How can you turn mistakes into opportunities? How can you keep mistakes from stopping your progress?
Edward B. Burger and Michael Starbird argue that failure is a powerful teaching tool and a vital part of achieving your goal. Don’t view mistakes as hindrances but instead as opportunities for growth. A mistake gives you a specific thing to address: Why was this wrong?
Read more to learn why it’s okay to make mistakes.
It’s Okay to Make Mistakes
The authors note that the ability to do something right takes hard work, study, and practice, and you shouldn’t expect yourself to do it right immediately. If you do, you’ll be more likely to give up and not achieve your goal. Therefore, it’s okay to make mistakes. If two students take a test and fail, the student who makes an effort to understand what they got wrong and why will learn a lot more than the student who gives up on trying because they felt like they should have gotten it right the first time.
(Shortform note: Much of the way we view failure is a result of how we were taught to view it as children. Berating your child for making a mistake will cause them to want to avoid making mistakes as much as possible and give them a negative association with failure, which will then hinder their growth.)
The authors write that there are some specific techniques you can employ to prevent mistakes from stopping your progress:
1. Take the first step in solving your problem, even if that step is wrong. Getting started can be the hardest part when you don’t feel like you know what you’re doing. You may feel lost as to where to begin. When you accept that you’ll make mistakes, you’re more likely to start an intimidating project that you may have been putting off out of a fear of failure.
(Shortform note: In The Subtle Art of Not Giving a F*ck, Mark Manson notes that failure can be physically painful, which is one reason people hesitate to start projects that may not be successful. Like Burger and Starbird, Manson also emphasizes the importance of taking that first step, even if it’s a misstep, and adds that the pain you may experience is an essential part of learning.)

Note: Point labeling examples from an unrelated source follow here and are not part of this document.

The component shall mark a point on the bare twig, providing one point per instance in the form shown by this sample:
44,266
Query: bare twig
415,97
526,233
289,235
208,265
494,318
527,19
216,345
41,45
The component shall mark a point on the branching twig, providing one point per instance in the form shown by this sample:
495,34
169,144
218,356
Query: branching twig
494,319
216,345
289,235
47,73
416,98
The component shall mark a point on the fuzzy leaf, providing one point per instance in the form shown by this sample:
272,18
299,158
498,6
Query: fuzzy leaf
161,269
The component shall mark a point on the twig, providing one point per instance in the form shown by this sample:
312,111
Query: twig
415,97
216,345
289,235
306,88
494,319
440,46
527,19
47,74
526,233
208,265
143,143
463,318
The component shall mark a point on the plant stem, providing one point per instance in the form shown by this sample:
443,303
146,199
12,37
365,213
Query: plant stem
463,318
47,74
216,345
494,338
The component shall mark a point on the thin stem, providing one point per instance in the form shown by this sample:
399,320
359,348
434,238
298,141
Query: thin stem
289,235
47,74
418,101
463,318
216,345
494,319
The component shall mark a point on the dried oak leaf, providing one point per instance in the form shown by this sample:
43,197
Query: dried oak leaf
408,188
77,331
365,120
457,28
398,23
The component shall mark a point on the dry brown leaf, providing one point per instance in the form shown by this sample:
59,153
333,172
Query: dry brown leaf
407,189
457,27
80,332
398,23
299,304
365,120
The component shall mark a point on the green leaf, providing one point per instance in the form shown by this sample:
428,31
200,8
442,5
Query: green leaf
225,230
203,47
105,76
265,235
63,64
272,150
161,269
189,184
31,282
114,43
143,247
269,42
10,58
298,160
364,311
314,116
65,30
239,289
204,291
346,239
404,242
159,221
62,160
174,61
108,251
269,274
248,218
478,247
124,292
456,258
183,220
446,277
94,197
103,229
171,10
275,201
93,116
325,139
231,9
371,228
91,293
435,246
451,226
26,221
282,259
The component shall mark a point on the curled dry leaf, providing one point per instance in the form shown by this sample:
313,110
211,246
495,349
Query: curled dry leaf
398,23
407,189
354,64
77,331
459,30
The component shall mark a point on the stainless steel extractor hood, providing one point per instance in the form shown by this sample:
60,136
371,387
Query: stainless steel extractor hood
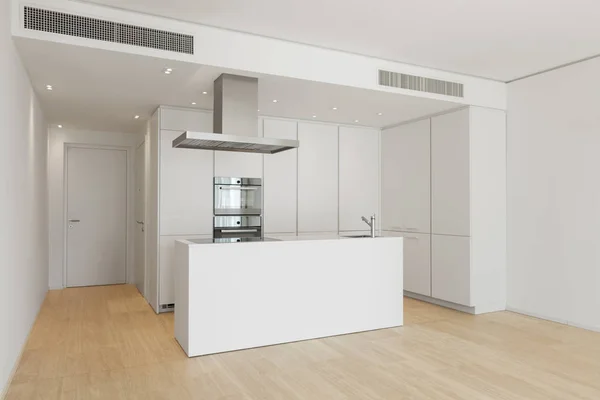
235,121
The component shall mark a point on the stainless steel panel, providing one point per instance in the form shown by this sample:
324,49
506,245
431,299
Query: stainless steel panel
223,142
237,222
235,105
237,199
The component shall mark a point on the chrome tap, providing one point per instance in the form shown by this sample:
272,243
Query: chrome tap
371,224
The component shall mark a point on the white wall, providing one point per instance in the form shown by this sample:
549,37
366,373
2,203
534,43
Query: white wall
24,227
553,175
58,138
237,51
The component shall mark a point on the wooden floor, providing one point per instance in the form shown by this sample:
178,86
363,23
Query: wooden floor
106,343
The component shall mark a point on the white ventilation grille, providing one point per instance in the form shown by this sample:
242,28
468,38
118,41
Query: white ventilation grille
421,84
107,31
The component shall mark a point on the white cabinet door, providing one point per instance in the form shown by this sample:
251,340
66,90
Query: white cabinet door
417,263
185,120
280,180
451,269
405,178
359,176
245,165
186,192
167,266
450,182
317,177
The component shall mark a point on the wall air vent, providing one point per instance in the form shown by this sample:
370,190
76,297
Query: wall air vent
92,28
420,84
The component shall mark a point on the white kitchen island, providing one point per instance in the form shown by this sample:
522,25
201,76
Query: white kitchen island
244,295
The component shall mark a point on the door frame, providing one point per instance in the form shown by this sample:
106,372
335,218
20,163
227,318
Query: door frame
128,211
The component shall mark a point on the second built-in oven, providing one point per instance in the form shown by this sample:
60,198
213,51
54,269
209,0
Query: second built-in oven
237,196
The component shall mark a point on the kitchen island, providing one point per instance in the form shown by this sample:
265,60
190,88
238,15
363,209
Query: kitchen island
244,295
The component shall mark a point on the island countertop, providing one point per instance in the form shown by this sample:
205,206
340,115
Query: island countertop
285,238
268,292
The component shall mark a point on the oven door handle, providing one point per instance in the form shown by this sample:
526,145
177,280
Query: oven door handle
237,188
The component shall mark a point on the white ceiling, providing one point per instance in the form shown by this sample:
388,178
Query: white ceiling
497,39
103,90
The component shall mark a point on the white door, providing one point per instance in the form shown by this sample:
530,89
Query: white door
97,216
140,214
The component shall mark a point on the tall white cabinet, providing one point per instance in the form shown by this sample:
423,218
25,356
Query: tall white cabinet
405,173
405,199
450,208
317,178
280,184
358,176
301,188
456,184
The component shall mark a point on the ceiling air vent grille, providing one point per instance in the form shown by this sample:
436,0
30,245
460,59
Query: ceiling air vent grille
421,84
107,31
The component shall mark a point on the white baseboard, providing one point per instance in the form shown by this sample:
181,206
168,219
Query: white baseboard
13,372
552,319
438,302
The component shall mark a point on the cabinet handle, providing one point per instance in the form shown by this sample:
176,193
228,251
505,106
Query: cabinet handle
238,188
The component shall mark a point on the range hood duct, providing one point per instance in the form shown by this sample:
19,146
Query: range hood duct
235,121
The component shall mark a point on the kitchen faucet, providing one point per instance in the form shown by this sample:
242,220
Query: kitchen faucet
371,224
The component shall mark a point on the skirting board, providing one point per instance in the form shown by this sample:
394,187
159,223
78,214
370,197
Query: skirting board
558,321
437,302
4,391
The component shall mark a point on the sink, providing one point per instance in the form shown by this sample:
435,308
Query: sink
357,236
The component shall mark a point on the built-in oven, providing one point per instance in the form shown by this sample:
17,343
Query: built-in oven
238,226
237,208
237,196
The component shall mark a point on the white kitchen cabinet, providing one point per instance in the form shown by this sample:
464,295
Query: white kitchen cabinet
450,178
182,120
186,184
245,165
358,176
405,178
167,266
280,184
317,177
417,261
451,269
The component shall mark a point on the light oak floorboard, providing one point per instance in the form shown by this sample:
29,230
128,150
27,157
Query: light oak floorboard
106,343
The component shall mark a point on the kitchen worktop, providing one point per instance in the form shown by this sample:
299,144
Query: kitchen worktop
298,288
280,238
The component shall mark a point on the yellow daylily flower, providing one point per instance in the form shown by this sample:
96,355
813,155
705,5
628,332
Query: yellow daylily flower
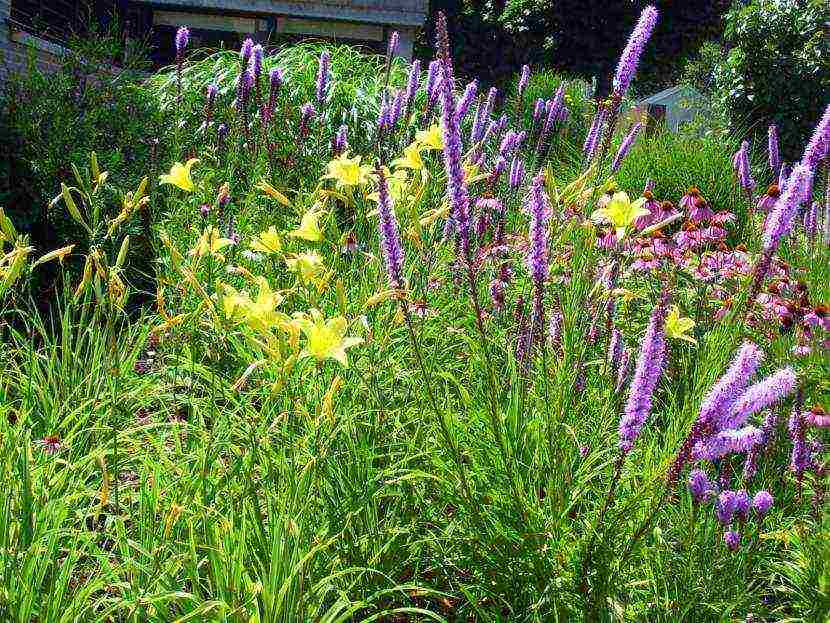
179,175
309,228
308,266
433,138
268,242
411,159
347,171
677,326
620,212
325,339
210,243
261,314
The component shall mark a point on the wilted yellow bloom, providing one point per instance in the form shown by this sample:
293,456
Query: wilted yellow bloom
325,339
210,243
621,212
179,175
347,171
433,138
411,158
268,242
307,265
309,228
677,326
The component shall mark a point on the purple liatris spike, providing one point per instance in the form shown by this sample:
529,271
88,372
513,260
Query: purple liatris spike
392,48
256,61
340,142
323,76
732,539
307,113
630,57
538,207
761,395
389,237
396,110
700,486
456,183
718,402
182,39
780,220
412,84
245,52
466,100
725,507
773,150
589,147
727,442
524,78
817,146
433,82
762,502
626,144
517,172
538,110
647,373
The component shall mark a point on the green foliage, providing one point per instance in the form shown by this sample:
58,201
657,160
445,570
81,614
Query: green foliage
776,68
52,119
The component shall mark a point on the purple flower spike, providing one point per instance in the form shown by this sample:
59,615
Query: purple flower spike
390,239
725,507
323,77
245,52
762,503
182,39
433,82
732,540
773,151
700,486
634,49
466,100
456,183
626,144
763,394
646,375
594,132
816,147
718,402
523,80
341,140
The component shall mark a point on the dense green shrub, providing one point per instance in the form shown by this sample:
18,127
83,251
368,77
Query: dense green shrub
776,68
52,119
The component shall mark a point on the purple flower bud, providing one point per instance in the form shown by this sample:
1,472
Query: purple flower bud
340,142
646,375
392,48
256,62
466,100
700,486
523,80
773,151
517,173
634,49
389,237
182,39
762,503
245,52
323,76
732,540
625,146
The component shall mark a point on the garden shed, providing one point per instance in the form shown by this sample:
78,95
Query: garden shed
673,106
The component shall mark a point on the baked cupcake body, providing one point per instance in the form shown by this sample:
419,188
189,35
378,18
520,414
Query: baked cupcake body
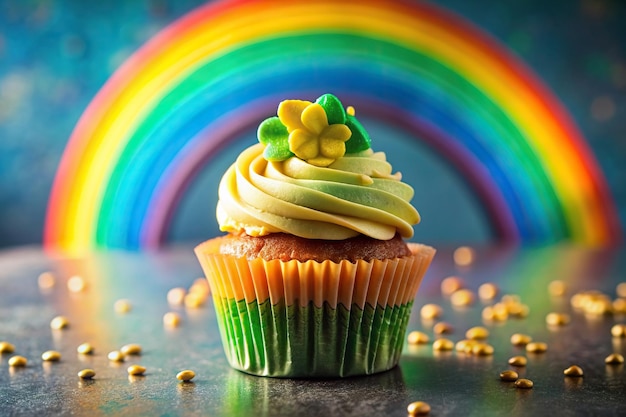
313,278
312,319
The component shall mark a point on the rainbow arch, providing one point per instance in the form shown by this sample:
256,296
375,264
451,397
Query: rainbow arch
222,68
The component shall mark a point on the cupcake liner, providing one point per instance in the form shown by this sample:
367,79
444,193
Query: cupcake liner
313,319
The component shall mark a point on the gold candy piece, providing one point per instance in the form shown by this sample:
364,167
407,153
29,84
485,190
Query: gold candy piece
482,349
418,408
6,347
465,345
17,361
574,370
462,298
51,356
524,383
186,375
136,370
614,359
442,328
116,356
477,333
557,319
536,347
417,338
443,344
518,361
463,256
509,376
431,311
176,296
86,373
131,349
59,322
488,291
520,339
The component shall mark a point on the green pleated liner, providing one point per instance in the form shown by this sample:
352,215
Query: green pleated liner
311,319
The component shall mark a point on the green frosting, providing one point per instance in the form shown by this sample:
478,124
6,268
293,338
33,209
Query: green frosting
308,341
274,134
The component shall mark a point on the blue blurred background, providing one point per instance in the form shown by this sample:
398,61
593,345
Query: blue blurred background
56,55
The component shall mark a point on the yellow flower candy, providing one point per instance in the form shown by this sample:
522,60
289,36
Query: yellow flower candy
311,138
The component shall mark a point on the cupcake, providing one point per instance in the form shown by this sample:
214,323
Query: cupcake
313,277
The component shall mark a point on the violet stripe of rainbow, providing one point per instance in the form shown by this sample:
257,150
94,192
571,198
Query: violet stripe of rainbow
96,163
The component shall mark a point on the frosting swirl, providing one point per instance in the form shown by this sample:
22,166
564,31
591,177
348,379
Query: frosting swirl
333,195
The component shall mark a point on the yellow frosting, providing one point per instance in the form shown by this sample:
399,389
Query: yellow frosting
355,194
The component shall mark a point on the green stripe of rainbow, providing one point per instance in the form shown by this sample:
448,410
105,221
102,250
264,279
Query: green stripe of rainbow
223,68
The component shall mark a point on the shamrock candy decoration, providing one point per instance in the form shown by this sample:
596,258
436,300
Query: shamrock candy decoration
318,133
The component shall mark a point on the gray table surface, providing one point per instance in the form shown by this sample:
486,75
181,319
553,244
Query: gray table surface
453,384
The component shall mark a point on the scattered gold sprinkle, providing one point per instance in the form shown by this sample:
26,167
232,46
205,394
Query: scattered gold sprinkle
450,285
621,290
136,370
431,311
520,339
59,322
86,373
614,359
122,306
116,356
6,347
463,256
186,375
462,298
443,344
176,296
509,376
17,360
477,333
442,328
536,347
574,370
51,356
76,283
465,345
46,280
592,302
418,408
557,288
488,291
417,338
131,349
171,319
482,349
518,361
524,383
618,330
557,319
85,349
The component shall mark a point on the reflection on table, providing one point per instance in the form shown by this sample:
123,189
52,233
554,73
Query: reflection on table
453,383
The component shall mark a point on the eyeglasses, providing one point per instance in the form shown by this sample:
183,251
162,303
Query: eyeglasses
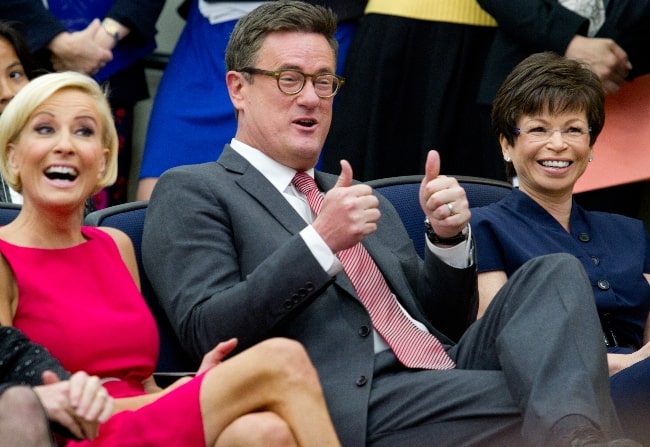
291,82
543,134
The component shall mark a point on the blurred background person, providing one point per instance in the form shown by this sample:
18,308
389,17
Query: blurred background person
412,76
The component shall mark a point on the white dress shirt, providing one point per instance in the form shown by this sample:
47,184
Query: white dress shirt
281,176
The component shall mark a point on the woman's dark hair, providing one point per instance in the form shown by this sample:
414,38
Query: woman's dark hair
548,82
9,33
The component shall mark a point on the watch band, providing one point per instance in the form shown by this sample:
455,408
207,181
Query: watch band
434,238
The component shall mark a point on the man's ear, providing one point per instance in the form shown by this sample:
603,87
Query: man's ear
236,88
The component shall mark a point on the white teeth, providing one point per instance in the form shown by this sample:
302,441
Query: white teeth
61,170
555,164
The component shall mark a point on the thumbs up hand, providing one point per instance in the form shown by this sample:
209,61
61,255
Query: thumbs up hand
443,200
348,213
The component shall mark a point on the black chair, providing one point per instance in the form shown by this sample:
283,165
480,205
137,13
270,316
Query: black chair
129,217
8,212
403,193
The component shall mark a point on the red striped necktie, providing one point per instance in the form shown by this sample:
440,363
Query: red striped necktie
413,347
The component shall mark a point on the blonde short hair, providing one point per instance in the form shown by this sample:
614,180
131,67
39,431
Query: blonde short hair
20,109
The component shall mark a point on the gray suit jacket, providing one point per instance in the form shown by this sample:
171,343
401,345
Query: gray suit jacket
222,250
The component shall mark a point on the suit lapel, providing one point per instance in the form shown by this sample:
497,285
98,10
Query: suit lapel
255,184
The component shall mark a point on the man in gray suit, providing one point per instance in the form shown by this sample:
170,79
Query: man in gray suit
235,248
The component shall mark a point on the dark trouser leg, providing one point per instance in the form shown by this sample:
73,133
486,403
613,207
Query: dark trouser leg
451,408
542,331
22,419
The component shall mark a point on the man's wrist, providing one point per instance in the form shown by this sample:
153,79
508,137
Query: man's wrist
435,239
112,29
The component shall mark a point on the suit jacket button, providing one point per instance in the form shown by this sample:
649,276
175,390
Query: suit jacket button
364,331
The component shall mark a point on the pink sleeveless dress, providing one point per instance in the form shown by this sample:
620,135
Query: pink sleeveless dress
82,304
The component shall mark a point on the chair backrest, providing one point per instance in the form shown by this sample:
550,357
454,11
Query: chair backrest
8,212
403,193
129,217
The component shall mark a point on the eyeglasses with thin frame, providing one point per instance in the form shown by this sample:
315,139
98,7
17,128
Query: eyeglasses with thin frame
291,82
572,133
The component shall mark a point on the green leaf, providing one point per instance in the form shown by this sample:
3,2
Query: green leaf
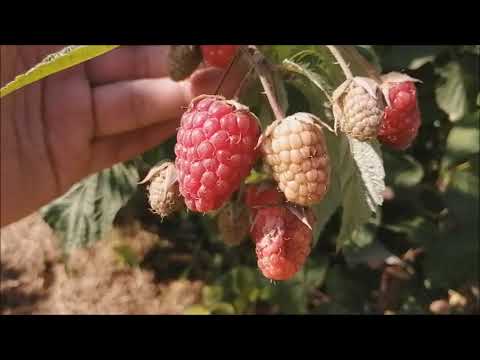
348,288
403,170
244,280
453,259
357,174
417,230
212,295
86,211
451,95
53,63
368,159
316,272
462,141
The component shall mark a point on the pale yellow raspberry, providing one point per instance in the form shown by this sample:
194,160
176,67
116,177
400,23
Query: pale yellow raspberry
296,151
163,193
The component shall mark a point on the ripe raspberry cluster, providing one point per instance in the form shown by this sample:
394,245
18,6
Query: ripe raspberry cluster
219,141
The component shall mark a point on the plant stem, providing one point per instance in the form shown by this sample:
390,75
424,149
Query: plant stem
227,71
243,84
341,61
358,58
264,72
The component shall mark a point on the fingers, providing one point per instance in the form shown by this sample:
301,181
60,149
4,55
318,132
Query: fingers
114,149
128,63
131,105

2. When you make a mistake, don’t let it block your progress. Identify what went wrong and how to fix it. If you can’t, and the problem seems overwhelming, let it go and work on an easier problem that you feel you can learn from. Don’t fixate so heavily on figuring out a mistake you don’t understand to the point that it impedes your progress.
(Shortform note: Our brains’ physiology works against us in this regard. Our brains work harder and take longer to process negative information than to process positive information, causing the negative information to leave a stronger impression. To avoid becoming overly fixated on our failures, experts recommend removing our emotional attachments to them and allowing the failure to teach us without dwelling on it excessively.)
3. Don’t beat yourself up. Understand that experiencing failure doesn’t make you a failure; it just makes you human. If you make a mistake that leads to success, don’t penalize yourself. Recognize that it was an important step in your development and that it will benefit you in the future.
In addition, the authors stress that you shouldn’t beat other people up for their mistakes either. Learning should be rewarded, not punished. For example, they suggest that if a student makes an attempt on a test and gets a low grade but shows great improvement in their final exam, it might be productive to allow that final grade to take the place of that early low grade, demonstrating to the student that learning, not immediate mastery, is the goal.
(Shortform note: Burger has spoken and written about “math phobia,” which he feels is the result of negative or traumatic experiences in mathematics education. Receiving a failing grade is undeniably discouraging, and the idea that this could cause a “phobia” of the subject fits with the authors’ suggestion that helping a student frame a mistake as an opportunity will make them view the subject more positively. Choosing to frame your own mistakes positively instead of chiding yourself can have a similar effect and prevent you from developing an aversion to the subject.)
4. Learn from other people’s mistakes. You can also look beyond your current predicament to gain insight from others’ work. Has someone else already tried to solve this problem and failed? What mistakes did they make that you can learn from (so you can skip making those mistakes yourself)?
(Shortform note: Some mistakes can have dire consequences, especially when learning on the job. A brain surgeon doing an operation might make a mistake that could teach them a lot, but the costs could be fatal. In situations with such high stakes, it would be particularly vital to learn from others’ mistakes as much as possible before making an attempt yourself.)